Franz Ferdinand visited Nottingham seven times in their first three years, building up to a 2005 show at the arena. Since then, two albums, but no gigs. A fine joint album with Sparks recently rejuvenated both bands. Sparks were magnificent here last summer and hopes are high for tonight’s FF return.
Fifth album Always Ascending takes the familiar template (influenced by XTC, Wire and even a little Talking Heads) with less of the pop/disco elements which left some of their audience behind. It only came out on Friday, so the busy crowd don’t know opener Paper Cages, which singer Alex Kapranos introduces with a balloon heart. In the old days, Kapranos was a cool front man and the band exuded angular, sardonic wit. These days, dyed blonde, he’s gone full festival, using vigorous arm waves and multiple call and response rather than Guardian reader pleasing banter.
Cheesy, yes, but boy, does it work. From second number, The Dark of the Matinee on, the mosh pit is reminiscent of a Libertines crowd and populated by youth who hadn’t started school when the first album came out: a sure sign that it has become a classic. The moshing only intensifies for a terrific No, You Girls.

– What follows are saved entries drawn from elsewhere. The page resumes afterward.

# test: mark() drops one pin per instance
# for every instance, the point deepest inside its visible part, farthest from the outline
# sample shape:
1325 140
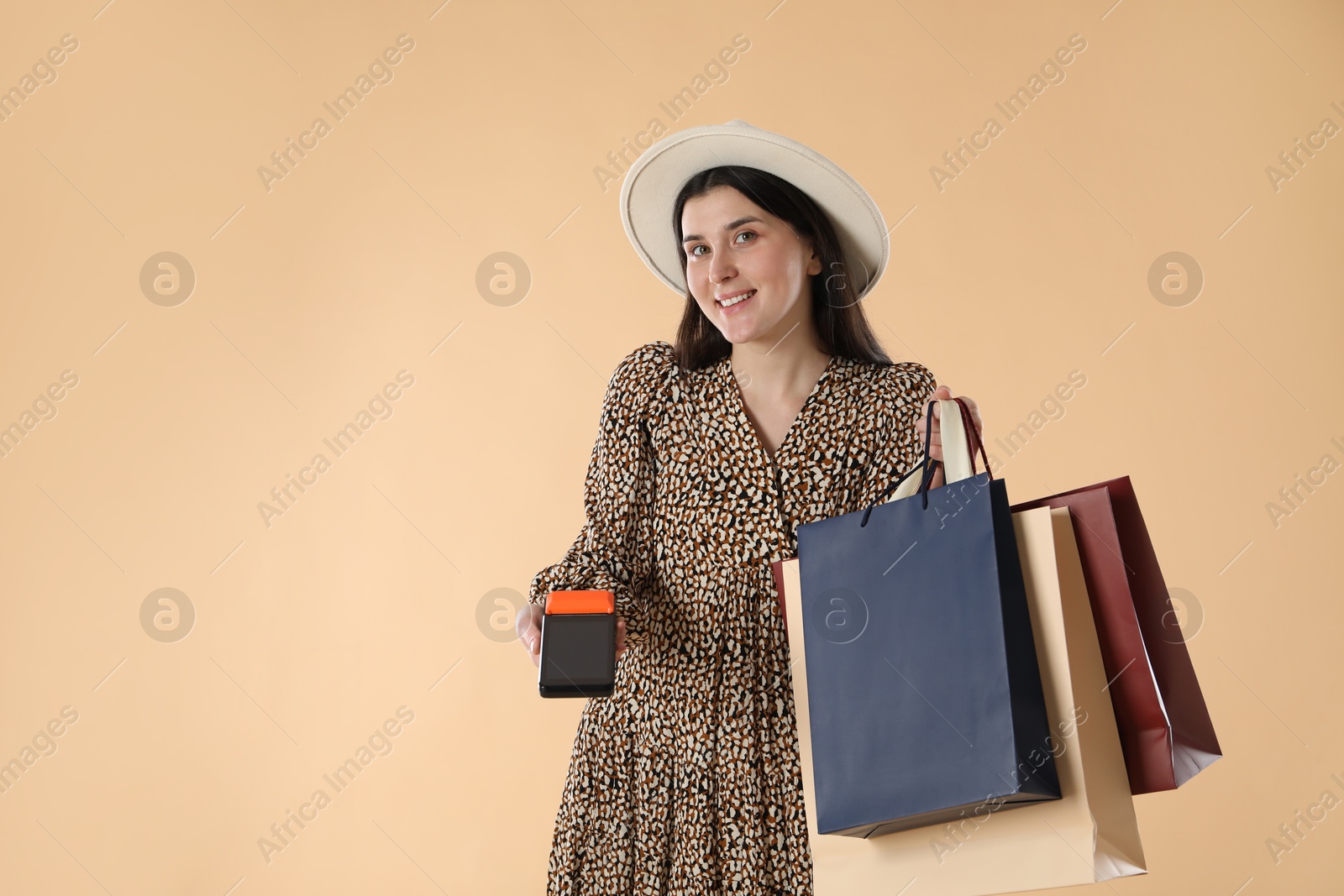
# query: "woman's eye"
696 254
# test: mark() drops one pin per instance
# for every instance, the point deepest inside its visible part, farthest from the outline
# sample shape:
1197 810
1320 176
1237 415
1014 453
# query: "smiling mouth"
736 300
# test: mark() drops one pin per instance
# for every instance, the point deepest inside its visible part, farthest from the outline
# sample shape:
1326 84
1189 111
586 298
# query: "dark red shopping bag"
1164 725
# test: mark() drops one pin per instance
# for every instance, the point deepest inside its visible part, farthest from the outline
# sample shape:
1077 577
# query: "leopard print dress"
687 778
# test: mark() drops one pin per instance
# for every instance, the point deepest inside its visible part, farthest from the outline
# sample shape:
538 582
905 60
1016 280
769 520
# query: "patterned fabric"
687 778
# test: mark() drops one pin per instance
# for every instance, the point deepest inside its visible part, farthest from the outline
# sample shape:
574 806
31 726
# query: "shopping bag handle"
958 432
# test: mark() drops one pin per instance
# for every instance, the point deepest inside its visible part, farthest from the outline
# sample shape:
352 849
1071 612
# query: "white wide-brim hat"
654 181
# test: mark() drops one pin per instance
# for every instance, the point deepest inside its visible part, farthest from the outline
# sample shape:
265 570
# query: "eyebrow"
732 224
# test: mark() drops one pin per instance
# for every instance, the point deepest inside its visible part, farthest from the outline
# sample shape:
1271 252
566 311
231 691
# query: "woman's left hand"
942 392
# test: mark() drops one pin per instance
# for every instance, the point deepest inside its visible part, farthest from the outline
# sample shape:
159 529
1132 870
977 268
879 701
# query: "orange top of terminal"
580 602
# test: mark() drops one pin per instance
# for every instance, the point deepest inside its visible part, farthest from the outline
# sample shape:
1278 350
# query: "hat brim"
654 181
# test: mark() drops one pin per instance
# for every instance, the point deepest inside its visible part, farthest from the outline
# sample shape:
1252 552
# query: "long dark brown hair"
839 318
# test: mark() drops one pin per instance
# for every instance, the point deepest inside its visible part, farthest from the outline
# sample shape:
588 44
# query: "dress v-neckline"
736 391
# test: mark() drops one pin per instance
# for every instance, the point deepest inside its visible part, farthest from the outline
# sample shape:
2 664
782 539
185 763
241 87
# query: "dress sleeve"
615 548
907 387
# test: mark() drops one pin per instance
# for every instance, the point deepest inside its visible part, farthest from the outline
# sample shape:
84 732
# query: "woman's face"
736 246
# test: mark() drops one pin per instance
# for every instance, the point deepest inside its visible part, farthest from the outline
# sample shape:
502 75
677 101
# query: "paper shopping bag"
1089 835
927 694
1164 723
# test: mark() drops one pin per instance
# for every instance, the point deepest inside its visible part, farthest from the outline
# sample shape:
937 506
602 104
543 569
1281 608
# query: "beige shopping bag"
1088 836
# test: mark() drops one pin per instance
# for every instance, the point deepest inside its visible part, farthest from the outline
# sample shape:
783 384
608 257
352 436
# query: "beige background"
375 589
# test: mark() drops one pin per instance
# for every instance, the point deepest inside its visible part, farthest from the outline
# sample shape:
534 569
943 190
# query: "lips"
730 297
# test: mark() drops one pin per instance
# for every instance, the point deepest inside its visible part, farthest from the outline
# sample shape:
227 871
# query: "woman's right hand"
528 626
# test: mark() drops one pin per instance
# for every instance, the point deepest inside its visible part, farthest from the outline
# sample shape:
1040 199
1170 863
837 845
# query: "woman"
776 406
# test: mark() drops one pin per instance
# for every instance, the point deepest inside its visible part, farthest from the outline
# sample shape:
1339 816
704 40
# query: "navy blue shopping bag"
925 698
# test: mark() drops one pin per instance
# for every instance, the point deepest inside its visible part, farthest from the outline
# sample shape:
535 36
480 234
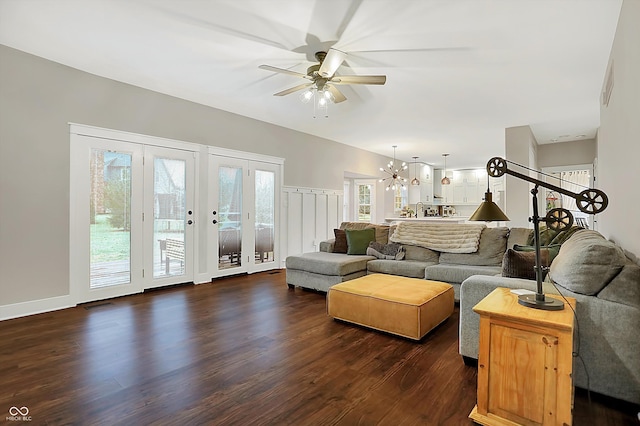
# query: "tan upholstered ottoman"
409 307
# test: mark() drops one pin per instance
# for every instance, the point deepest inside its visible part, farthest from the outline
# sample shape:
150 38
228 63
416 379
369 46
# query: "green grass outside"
108 244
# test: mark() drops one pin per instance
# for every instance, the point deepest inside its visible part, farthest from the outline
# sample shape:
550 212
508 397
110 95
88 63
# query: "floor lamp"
590 201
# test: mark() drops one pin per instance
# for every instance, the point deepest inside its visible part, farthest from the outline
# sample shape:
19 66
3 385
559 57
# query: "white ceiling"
458 71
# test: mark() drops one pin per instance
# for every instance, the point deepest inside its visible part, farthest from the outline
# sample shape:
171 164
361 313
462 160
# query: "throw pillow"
382 233
358 240
520 264
587 262
340 246
552 251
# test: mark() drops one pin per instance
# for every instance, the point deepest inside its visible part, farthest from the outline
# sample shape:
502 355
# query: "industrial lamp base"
547 303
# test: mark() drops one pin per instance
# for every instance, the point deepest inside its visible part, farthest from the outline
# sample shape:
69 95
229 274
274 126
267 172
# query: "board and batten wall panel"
310 216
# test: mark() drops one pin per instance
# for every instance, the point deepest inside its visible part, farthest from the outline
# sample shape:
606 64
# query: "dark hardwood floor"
242 350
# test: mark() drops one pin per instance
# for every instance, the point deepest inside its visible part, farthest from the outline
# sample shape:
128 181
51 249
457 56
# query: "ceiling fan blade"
359 79
337 95
293 89
283 71
331 62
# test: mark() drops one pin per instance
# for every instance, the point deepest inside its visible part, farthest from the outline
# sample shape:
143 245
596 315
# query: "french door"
132 217
169 216
243 216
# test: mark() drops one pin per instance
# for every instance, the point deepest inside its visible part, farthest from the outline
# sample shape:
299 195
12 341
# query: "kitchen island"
431 219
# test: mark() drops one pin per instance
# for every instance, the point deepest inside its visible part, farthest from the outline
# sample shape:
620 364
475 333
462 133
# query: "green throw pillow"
358 240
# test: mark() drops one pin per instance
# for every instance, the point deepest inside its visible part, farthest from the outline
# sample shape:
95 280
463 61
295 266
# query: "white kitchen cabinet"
426 183
444 192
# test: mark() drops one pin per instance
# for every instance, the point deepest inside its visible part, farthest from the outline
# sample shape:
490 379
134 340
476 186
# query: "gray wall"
567 153
520 145
618 168
38 98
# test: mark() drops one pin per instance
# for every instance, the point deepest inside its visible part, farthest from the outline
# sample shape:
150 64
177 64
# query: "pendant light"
445 180
415 180
395 180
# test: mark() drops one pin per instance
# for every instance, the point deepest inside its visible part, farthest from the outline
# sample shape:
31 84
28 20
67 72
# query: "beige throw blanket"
449 238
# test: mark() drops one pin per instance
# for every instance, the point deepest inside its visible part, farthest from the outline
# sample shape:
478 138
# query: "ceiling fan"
322 76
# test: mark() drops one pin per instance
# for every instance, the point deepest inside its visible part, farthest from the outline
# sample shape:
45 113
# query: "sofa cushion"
421 253
625 287
521 264
405 268
358 240
455 274
493 244
328 263
586 263
340 243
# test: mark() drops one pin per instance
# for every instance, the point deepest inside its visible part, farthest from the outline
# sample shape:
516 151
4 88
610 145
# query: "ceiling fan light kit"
320 75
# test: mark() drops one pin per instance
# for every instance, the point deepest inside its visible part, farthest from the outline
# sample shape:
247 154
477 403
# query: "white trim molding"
32 307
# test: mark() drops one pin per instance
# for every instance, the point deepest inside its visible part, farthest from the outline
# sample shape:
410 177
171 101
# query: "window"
346 212
365 200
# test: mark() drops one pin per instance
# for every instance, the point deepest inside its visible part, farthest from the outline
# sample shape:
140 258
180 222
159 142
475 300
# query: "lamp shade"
488 210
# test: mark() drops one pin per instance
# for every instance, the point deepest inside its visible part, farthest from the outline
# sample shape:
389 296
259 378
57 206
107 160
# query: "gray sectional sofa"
606 285
604 280
321 270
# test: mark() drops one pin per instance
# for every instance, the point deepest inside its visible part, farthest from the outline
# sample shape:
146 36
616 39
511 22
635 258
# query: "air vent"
98 305
608 86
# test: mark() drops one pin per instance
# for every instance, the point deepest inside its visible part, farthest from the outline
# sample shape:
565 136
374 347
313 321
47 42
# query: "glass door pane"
110 218
229 217
169 216
264 215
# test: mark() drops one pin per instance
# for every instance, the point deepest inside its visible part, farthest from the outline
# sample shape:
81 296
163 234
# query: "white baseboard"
33 307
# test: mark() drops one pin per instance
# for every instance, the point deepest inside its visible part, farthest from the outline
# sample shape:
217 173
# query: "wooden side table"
525 363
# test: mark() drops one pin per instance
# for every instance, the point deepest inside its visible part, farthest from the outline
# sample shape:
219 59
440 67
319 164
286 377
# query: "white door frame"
190 230
80 146
79 219
250 162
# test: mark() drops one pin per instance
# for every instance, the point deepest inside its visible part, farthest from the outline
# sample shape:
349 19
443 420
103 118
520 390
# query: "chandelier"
321 97
394 178
415 180
445 180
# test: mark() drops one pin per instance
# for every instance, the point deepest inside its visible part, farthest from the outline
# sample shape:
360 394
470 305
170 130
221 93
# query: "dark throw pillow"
520 264
358 240
552 251
340 245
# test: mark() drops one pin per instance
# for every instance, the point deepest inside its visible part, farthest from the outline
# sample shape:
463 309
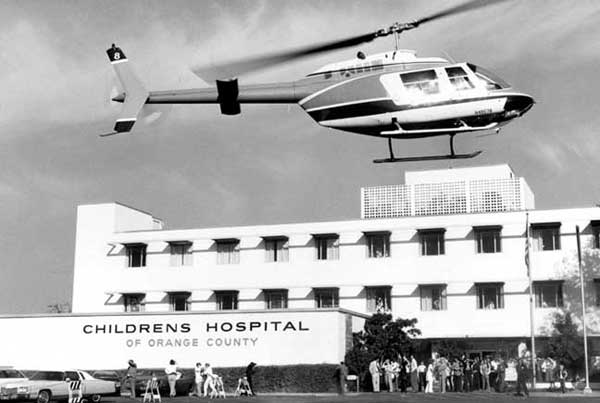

Original guitarist Nick McCarthy has been replaced with Dino Bardot on guitar and Julian Corrie on keyboards. The new, fuller sound goes into full throttle with Do You Want To. The songs get a much bigger reaction than they did when new. Maybe that’s partly down to their being sole headliners. I seem to recall them as second on the bill with The Libertines first time I saw them, and the second time they followed the Fiery Furnaces, who had just released their best album, Blueberry Boat, and were in unfollowable form. Alex dated their Eleanor Friedburger for a while. Sadly, there’s no Eleanor, Put Your Boots On (from the second album) tonight.
New songs are mixed in throughout. Lois Lane, Huck and Jim and the title track stand out. The penultimate Take Me Out is awesome. Hard to follow that but Ulysses, Darts of Pleasure and the closing This Fire do the job nicely. Ninety minutes packed with bangers. Franz Ferdinand are back.
Support was from Albert Hammond Jr, filling time between Strokes albums. His band, weedy vocals aside, sounded rather like them, fuller than when I last saw them, at the Social, but you wish he’d go back to playing rhythm guitar and add a singer. The odd Strokes number would be nice, too.